Making a Referral to CMHS

Many students say that an important reason they sought counseling was because someone else encouraged them. Here are tips for making a referral:

  • Point out that we all need help at some point and that seeking help is a sign of strength rather than weakness. Remind students that getting professional help for other problems (e.g., medical or legal) is good judgment.
  • Tell the student what you know about the referral person or service in order to help them feel more comfortable.
  • To facilitate a referral, sometimes concerned faculty and staff call while the student is in their office or escort a student to CMHS in person.
  • Be sensitive to how a student’s personal and cultural contexts affect their attitudes about mental health concerns and counseling.
  • Remember that—except in emergencies—it’s their decision whether or not to seek counseling. Sometimes students need time to consider your suggestions for getting help.  
  • Follow up with the student later to see whether they pursued your referral suggestion. Even if the student did not take this step it will show your continued interest and give you a chance to repeat your recommendation and concern.
  • You don’t have to help a student alone. Faculty and staff are always welcome to call the Counseling and Mental Health Service or the Dean of Student Affairs Office or Fletcher's Office of Student Affairs to discuss concerns about a student. You can call an office directly or contact the Tufts 24/7 Help Line at 617-627-3400. The Help Line will route you to the appropriate support, which could be CMHS, DOSA, or the Tufts Department of Public Safety. 

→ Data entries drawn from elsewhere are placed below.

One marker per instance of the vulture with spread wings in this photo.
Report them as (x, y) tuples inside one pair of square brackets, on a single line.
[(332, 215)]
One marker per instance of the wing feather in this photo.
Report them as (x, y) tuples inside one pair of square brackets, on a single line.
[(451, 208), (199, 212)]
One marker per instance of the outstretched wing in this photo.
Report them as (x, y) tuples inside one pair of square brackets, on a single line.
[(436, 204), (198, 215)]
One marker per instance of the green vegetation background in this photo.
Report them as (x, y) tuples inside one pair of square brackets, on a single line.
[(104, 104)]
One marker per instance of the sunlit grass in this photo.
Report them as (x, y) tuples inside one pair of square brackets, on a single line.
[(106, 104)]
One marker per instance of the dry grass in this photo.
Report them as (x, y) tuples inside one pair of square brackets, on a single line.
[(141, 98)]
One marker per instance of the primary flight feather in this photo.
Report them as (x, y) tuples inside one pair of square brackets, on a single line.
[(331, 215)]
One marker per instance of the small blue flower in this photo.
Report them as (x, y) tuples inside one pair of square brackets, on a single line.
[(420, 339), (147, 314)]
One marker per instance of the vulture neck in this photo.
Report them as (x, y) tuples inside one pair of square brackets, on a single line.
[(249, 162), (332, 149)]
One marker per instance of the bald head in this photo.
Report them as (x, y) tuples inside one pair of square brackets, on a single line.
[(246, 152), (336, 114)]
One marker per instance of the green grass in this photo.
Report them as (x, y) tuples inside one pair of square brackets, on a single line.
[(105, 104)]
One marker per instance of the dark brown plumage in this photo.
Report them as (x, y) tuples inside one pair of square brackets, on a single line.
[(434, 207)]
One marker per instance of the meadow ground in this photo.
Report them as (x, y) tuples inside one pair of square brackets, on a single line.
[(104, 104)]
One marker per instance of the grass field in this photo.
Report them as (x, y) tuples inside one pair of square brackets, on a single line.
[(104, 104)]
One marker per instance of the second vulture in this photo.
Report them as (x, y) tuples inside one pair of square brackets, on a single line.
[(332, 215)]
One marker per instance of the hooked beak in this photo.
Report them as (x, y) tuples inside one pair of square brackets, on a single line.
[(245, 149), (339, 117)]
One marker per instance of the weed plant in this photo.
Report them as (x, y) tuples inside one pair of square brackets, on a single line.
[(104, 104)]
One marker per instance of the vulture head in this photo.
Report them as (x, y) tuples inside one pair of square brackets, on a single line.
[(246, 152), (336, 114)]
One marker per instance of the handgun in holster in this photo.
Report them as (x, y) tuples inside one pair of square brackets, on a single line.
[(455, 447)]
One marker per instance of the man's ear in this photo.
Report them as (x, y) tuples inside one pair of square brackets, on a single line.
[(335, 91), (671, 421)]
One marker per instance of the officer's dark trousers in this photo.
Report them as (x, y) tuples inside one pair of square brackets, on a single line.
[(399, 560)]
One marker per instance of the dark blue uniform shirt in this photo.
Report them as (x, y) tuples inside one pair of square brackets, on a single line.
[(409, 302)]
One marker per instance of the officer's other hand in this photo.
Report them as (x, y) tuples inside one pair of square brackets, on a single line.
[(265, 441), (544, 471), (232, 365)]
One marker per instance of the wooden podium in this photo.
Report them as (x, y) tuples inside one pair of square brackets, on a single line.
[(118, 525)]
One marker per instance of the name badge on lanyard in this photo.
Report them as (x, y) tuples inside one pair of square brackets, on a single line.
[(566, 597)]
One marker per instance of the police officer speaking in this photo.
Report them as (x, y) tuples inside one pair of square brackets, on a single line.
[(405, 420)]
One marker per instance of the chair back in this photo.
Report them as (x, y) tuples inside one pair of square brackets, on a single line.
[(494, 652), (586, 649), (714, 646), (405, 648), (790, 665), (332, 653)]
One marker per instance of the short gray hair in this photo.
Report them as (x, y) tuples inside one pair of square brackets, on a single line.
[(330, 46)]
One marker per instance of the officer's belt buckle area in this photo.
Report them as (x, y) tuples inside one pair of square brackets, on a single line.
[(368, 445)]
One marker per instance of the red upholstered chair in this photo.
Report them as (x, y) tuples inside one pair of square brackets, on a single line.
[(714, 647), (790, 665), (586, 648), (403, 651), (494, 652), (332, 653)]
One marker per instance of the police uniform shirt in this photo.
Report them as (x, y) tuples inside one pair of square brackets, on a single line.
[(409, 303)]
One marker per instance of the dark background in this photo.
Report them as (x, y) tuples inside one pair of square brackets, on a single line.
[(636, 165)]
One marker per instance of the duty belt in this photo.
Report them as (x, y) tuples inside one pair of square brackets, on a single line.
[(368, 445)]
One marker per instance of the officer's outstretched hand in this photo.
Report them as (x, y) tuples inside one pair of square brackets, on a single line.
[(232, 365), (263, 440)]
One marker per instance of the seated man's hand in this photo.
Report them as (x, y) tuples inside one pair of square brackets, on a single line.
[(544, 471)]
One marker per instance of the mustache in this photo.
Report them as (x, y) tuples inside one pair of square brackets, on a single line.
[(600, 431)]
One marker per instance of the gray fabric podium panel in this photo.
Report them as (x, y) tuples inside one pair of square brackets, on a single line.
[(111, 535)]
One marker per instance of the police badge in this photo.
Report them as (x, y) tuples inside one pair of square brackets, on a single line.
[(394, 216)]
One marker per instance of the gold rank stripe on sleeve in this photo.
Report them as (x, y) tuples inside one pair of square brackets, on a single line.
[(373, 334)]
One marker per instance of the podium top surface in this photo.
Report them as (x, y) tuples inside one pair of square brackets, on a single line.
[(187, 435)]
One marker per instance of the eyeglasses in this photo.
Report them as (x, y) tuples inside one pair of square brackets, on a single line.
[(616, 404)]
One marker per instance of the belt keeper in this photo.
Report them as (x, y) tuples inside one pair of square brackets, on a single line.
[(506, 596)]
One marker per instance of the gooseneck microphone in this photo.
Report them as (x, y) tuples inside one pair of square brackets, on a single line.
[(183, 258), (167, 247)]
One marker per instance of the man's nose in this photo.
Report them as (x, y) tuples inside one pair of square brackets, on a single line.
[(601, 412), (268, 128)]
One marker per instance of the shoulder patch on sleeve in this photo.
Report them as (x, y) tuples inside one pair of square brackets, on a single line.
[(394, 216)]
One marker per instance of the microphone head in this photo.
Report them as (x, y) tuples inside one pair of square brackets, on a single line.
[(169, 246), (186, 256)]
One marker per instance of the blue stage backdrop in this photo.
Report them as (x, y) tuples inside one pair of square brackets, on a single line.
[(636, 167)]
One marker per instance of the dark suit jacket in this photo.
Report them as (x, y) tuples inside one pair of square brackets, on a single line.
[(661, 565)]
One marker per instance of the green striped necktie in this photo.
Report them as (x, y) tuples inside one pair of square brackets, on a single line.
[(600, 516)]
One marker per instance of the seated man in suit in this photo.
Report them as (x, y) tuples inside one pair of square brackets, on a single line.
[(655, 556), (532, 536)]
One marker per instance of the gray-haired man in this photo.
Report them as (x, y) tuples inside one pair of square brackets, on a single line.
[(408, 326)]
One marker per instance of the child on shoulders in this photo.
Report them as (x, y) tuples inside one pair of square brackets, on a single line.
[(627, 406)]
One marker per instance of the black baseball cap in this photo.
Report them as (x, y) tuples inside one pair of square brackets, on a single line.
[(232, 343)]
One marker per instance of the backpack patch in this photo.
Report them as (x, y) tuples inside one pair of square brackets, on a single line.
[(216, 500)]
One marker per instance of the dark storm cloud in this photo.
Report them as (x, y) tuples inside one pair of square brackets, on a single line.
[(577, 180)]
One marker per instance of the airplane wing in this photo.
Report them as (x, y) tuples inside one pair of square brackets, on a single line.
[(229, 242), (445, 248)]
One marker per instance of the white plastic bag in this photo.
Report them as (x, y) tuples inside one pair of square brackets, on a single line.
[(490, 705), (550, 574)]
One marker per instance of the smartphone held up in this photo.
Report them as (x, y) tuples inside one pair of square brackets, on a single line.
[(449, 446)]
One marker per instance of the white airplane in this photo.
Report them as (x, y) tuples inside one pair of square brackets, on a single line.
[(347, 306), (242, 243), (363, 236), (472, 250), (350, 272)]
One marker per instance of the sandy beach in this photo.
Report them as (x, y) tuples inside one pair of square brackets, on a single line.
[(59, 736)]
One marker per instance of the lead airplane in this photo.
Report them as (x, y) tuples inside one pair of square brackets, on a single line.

When a Student Doesn’t Respond to Outreach

If you have concerns about a student who is difficult to reach or unresponsive to suggestions about counseling, you may also contact the Dean of Student Affairs Office (DOSA) at 617-627-3158 or Fletcher’s Office of Student Affairs at 617-627-0413.  Staff in these offices are trained to respond in a variety of ways to student crises and have established protocols for determining whether further intervention is necessary. They also have the authority to require a student to receive an evaluation at the CMHS, if necessary. After hours, there is always a Student Affairs Administrator-On-Call to respond to emergency situations; call 617-627-3030 and ask to speak to the Administrator-On-Call.

Emergency Situations

When is it a mental health emergency?

When one or more of the following are present: 

  • Statements about suicidal thoughts, intentions, or attempts
  • Imminent threats or aggressive behavior toward others
  • Incoherent or disjointed speech
  • Loss of contact with reality, including hallucinations and delusions

What to do in an emergency

If the student expresses intentions or threats to harm or kill themselves:

  • Do not leave the student alone.
  • During business hours (M – F, 9 a.m. - 5 p.m.): Call CMHS at 617-627-3360.
  • Evenings/weekends: Call 617-627-3360 and follow the prompts to reach the Counselor-On-Call. 

If the student has harmed or attempted to kill themselves:

  • Do not leave the student alone.
  • Immediately call the TUPD emergency line at 617-627-6911 or x76911.

If the student expresses intentions or threats to harm others:

  • Take care of your own safety first.
  • Immediately call the TUPD emergency line at 617-627-6911 or x76911.